Laurie S. (
LaurieS) wrote on 10/3/2005...
I haven't read this so here's an
Amazon.com review:
"bunrab@bunrab.net" (MD, United States):
OK, I'll admit - my absolute favorite thing about this book is that the real hero is Merlin's pet hedgehog. Oh, there's a human hero, of the usual tall, dark and handsome type, for love interest - but it's the hedgehog who really saves the day. He's a perfectly natural hedgehog, not an anthropomorphized animal - he just does his hedgehogly thing. As the human slave to three pet hedgehogs, I got a great kick out of him.
Let's see. Merlin hasn't invented quite as many things as Ayla (you may remember Ayla, from the "Clan of the Cave Bear" series - Ayla domesticates the horse, Ayla domesticates the dog, Ayla invents the slingshot, Ayla invents the sewing needle, Ayla invents the cotton gin - no wait, that was someone else...) but she has her share - the telephone, and, more importantly to the English forces arrayed against Napoleon, the hang glider.
This is the only romance novel I've ever even tried to convince a guy to read, and the guy liked it.

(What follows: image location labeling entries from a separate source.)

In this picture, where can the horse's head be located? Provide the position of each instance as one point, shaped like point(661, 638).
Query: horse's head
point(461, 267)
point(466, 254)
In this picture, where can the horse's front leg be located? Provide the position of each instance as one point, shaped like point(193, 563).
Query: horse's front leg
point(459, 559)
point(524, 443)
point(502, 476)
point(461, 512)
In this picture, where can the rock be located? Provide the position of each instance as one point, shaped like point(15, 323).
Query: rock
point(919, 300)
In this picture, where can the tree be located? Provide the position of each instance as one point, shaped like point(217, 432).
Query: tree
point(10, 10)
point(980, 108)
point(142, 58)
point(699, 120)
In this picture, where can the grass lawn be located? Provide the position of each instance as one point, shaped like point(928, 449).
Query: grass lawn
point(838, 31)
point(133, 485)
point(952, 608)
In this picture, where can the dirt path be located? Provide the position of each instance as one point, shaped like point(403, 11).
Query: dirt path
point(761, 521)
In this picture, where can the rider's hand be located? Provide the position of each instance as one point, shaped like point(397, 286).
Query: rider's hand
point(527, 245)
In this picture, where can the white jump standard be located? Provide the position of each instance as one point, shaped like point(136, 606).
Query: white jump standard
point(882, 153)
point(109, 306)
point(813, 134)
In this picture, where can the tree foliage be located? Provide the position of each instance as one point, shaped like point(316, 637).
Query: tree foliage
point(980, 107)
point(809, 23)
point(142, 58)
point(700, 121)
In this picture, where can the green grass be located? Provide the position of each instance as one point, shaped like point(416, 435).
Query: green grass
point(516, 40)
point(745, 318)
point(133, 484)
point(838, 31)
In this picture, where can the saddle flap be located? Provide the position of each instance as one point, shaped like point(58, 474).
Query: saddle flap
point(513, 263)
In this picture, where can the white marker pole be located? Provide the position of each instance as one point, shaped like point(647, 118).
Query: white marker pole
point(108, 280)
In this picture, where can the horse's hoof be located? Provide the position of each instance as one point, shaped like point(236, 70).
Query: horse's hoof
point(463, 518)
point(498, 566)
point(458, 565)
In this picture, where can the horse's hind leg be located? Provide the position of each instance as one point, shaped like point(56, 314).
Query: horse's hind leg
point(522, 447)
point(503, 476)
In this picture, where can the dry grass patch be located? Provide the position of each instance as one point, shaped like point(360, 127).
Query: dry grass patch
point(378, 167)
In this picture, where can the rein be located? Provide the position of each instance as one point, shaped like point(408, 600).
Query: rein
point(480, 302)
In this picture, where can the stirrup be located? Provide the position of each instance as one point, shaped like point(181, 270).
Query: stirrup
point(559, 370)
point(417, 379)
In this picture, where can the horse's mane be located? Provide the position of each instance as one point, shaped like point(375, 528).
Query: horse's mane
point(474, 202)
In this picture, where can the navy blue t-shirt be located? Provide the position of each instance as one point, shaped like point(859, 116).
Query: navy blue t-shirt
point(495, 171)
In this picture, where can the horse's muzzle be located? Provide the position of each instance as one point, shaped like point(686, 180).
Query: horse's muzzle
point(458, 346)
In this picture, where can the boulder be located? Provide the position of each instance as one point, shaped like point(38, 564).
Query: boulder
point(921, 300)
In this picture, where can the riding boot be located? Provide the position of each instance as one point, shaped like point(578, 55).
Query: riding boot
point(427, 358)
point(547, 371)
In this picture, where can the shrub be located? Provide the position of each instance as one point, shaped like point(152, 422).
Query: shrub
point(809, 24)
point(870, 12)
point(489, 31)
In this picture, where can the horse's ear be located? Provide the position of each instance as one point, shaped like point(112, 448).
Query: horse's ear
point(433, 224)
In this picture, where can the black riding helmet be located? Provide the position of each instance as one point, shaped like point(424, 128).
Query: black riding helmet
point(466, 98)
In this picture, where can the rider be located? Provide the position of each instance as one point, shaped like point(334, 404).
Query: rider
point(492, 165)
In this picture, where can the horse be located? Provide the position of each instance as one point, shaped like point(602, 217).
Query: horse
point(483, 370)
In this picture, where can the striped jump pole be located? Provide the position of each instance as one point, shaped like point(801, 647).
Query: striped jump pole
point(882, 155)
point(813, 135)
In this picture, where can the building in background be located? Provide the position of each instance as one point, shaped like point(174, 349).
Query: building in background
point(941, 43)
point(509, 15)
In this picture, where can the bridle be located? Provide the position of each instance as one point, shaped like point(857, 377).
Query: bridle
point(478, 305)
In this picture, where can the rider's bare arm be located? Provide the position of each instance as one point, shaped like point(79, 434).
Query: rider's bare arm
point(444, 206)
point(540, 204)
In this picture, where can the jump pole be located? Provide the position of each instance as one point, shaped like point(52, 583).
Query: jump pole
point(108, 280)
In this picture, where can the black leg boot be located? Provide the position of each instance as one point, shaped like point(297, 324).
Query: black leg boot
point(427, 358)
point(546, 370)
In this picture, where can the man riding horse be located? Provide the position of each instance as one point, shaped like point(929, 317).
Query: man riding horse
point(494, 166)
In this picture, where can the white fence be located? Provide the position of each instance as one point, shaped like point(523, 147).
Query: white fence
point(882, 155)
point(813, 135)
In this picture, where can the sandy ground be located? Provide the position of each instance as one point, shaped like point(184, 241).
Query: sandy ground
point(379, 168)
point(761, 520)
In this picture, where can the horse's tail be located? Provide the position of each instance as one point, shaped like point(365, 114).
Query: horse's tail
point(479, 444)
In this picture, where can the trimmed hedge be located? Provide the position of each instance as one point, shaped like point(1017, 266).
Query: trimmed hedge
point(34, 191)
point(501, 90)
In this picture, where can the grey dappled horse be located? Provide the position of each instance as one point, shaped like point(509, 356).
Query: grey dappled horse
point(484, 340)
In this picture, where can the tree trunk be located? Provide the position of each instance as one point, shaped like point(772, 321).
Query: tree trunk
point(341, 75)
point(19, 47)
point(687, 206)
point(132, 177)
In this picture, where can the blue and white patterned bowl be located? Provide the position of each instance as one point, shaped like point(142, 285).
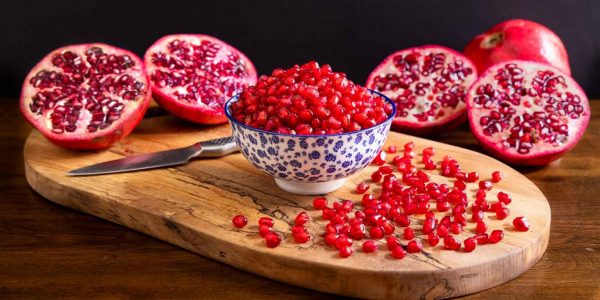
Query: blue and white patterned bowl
point(310, 164)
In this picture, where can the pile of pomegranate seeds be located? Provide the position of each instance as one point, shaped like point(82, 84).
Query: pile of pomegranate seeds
point(386, 218)
point(309, 99)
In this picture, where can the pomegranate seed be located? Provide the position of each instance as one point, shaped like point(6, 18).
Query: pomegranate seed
point(496, 236)
point(482, 238)
point(443, 230)
point(376, 233)
point(477, 216)
point(409, 234)
point(485, 185)
point(502, 213)
point(369, 246)
point(451, 243)
point(472, 177)
point(320, 203)
point(497, 176)
point(301, 218)
point(272, 239)
point(481, 227)
point(414, 247)
point(264, 229)
point(470, 244)
point(239, 221)
point(504, 197)
point(402, 220)
point(379, 158)
point(442, 206)
point(345, 251)
point(386, 170)
point(455, 228)
point(428, 151)
point(398, 252)
point(265, 221)
point(429, 225)
point(433, 239)
point(376, 176)
point(521, 224)
point(302, 237)
point(362, 187)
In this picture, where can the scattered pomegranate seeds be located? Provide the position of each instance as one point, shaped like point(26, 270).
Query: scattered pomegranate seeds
point(265, 221)
point(409, 233)
point(239, 221)
point(521, 224)
point(369, 246)
point(414, 247)
point(272, 239)
point(496, 236)
point(451, 243)
point(481, 227)
point(497, 176)
point(301, 218)
point(470, 244)
point(403, 196)
point(320, 203)
point(398, 252)
point(309, 99)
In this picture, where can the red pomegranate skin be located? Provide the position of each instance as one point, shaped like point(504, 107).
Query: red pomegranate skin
point(518, 39)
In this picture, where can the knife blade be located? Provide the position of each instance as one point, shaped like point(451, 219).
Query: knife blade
point(213, 148)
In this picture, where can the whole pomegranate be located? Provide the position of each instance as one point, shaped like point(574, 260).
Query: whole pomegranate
point(518, 39)
point(428, 85)
point(192, 75)
point(86, 96)
point(309, 99)
point(527, 113)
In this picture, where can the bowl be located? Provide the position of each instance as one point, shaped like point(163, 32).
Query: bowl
point(310, 164)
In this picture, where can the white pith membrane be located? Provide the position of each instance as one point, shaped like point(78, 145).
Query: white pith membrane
point(527, 108)
point(198, 71)
point(71, 96)
point(428, 85)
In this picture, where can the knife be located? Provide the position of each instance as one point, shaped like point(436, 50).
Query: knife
point(213, 148)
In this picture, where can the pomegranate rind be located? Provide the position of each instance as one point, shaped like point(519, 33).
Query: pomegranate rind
point(542, 153)
point(528, 40)
point(100, 139)
point(450, 121)
point(196, 113)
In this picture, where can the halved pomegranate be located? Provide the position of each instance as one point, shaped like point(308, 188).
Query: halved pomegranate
point(527, 113)
point(428, 85)
point(192, 75)
point(86, 96)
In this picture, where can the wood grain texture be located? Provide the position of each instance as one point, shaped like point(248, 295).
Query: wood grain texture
point(192, 205)
point(48, 251)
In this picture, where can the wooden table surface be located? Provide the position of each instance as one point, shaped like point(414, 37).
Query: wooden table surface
point(48, 251)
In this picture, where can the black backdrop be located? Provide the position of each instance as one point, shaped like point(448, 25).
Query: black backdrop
point(352, 36)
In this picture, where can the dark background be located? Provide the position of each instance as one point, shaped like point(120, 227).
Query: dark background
point(352, 36)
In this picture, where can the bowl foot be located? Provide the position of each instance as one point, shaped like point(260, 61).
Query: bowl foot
point(309, 188)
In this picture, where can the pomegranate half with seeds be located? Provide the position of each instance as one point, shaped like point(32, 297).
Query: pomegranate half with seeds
point(86, 96)
point(527, 113)
point(428, 85)
point(193, 75)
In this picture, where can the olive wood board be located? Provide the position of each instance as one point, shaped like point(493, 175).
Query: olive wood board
point(192, 205)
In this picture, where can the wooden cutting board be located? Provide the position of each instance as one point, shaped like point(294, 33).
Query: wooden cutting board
point(192, 205)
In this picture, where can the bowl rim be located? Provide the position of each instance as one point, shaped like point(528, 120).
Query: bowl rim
point(384, 123)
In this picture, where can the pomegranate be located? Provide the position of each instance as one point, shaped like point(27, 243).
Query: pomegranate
point(86, 96)
point(309, 100)
point(428, 85)
point(527, 113)
point(192, 75)
point(517, 39)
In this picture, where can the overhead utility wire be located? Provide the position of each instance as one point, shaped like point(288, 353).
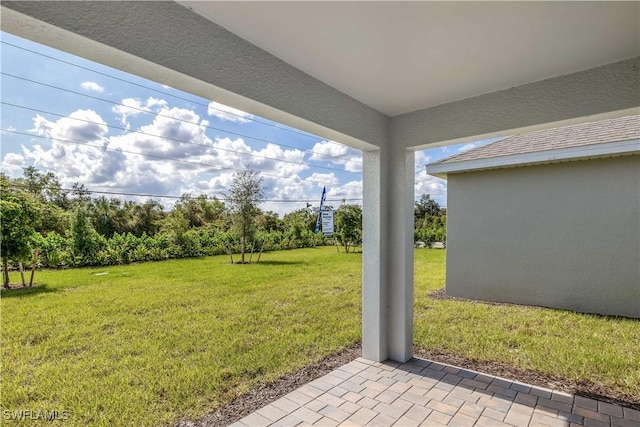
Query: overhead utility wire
point(171, 117)
point(288, 129)
point(155, 156)
point(162, 196)
point(172, 139)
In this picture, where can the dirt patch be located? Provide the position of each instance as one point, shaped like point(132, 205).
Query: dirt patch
point(441, 294)
point(264, 394)
point(581, 388)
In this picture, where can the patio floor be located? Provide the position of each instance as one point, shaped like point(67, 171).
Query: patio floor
point(425, 393)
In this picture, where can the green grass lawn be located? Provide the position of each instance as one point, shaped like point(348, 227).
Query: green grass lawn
point(604, 350)
point(151, 343)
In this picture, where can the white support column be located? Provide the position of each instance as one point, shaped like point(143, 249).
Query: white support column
point(401, 179)
point(387, 268)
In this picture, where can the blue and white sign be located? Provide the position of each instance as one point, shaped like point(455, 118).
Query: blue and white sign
point(326, 217)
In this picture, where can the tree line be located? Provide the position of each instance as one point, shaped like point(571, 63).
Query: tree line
point(69, 228)
point(72, 229)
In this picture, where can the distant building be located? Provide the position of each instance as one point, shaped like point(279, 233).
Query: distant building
point(549, 218)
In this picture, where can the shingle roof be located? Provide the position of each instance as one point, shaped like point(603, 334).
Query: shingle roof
point(611, 130)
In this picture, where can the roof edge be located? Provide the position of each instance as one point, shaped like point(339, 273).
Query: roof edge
point(592, 151)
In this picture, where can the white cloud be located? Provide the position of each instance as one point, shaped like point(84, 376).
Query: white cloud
point(8, 130)
point(12, 164)
point(75, 151)
point(421, 160)
point(131, 107)
point(80, 126)
point(109, 163)
point(226, 113)
point(338, 154)
point(92, 86)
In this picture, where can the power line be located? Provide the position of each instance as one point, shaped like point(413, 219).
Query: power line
point(173, 118)
point(153, 156)
point(288, 129)
point(171, 139)
point(164, 196)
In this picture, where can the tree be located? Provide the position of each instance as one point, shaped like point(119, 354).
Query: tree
point(244, 199)
point(348, 222)
point(18, 216)
point(430, 221)
point(426, 208)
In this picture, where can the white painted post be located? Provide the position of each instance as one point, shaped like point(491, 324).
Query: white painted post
point(387, 268)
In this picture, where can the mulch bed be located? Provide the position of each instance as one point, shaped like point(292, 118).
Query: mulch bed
point(441, 294)
point(264, 394)
point(556, 382)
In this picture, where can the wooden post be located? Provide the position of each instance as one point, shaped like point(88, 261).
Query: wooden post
point(33, 266)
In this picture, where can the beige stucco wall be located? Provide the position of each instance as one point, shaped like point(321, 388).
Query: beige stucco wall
point(562, 235)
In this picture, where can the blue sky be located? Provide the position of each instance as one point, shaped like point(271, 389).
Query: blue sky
point(113, 131)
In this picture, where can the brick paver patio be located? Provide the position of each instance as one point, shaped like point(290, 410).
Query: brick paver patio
point(425, 393)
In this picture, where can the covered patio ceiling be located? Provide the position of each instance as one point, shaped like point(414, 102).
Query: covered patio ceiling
point(399, 57)
point(386, 77)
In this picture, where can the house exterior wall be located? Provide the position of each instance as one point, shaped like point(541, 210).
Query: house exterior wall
point(563, 235)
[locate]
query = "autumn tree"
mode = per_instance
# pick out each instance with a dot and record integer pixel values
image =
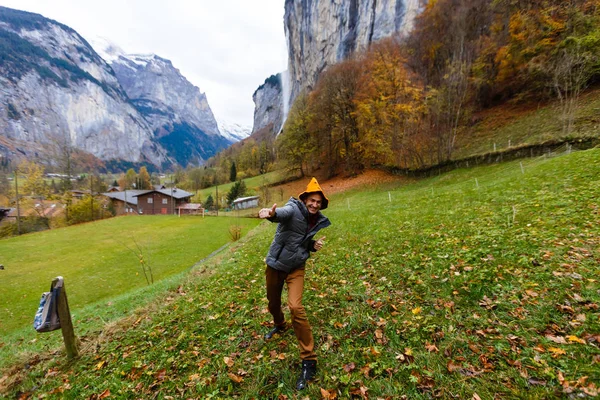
(296, 145)
(389, 107)
(143, 179)
(127, 180)
(334, 122)
(232, 172)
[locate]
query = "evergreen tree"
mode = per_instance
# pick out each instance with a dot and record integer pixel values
(209, 202)
(237, 190)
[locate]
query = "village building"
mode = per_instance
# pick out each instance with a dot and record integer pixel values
(190, 209)
(125, 202)
(149, 202)
(243, 203)
(162, 201)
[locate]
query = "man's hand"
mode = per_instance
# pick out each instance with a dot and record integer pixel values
(319, 243)
(267, 212)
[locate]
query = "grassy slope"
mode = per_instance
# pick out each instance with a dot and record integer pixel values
(98, 262)
(524, 124)
(477, 281)
(252, 184)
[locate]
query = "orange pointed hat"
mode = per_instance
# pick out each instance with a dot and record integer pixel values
(313, 187)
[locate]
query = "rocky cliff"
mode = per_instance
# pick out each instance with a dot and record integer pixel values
(56, 89)
(320, 33)
(179, 114)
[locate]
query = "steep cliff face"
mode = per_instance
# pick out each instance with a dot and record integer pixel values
(178, 112)
(268, 106)
(56, 89)
(320, 33)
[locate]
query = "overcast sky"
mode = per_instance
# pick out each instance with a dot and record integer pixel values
(225, 47)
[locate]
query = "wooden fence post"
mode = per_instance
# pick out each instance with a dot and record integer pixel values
(64, 316)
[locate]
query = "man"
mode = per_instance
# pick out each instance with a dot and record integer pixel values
(299, 221)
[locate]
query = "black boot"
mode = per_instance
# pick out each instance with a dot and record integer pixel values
(277, 329)
(309, 370)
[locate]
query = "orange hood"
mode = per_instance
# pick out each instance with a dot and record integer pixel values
(313, 187)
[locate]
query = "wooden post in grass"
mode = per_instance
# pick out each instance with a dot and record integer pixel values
(64, 316)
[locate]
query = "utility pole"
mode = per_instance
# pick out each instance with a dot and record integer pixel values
(92, 196)
(17, 194)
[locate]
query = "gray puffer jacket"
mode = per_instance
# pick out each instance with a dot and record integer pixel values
(293, 241)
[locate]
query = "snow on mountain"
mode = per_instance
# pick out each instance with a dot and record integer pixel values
(233, 131)
(106, 49)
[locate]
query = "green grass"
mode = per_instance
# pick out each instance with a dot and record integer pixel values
(480, 281)
(252, 184)
(100, 260)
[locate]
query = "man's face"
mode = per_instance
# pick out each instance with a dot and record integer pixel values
(313, 202)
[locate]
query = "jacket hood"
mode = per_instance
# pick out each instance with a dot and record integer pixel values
(313, 187)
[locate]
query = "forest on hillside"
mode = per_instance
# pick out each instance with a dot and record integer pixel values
(404, 102)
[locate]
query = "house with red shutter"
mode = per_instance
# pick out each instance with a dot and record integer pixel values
(149, 202)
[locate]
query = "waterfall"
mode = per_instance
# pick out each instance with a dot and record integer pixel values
(285, 97)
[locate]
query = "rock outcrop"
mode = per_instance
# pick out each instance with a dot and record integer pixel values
(268, 105)
(55, 89)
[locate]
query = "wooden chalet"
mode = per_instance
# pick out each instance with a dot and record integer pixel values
(149, 202)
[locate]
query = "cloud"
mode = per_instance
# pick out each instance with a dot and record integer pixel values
(227, 48)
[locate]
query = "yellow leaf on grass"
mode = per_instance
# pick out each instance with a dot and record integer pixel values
(235, 378)
(573, 338)
(556, 351)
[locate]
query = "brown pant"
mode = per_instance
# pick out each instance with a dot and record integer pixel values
(295, 284)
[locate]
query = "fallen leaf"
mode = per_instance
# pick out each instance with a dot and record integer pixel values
(375, 351)
(235, 378)
(536, 382)
(556, 351)
(366, 370)
(160, 375)
(452, 367)
(328, 395)
(432, 348)
(556, 339)
(575, 339)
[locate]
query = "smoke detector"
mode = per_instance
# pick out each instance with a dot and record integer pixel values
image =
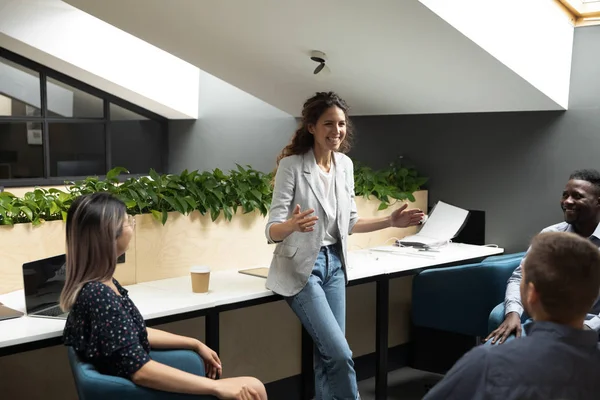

He missed a bit, not being as familiar with all the "conventions" of Regency era romances as most regular readers of them are, but he still enjoyed it.
My tastes in romances are pretty particular- I have high standards I demand of the writing, and clumsy or poorly written books turn me off. Kinsale will never fall into that category - she, along with a precious few others - Mary Balough, Edith Layton... writes well enough that if her books weren't pre-stigmatized as romances, they'd be among our better-written novels by contemporary novelists.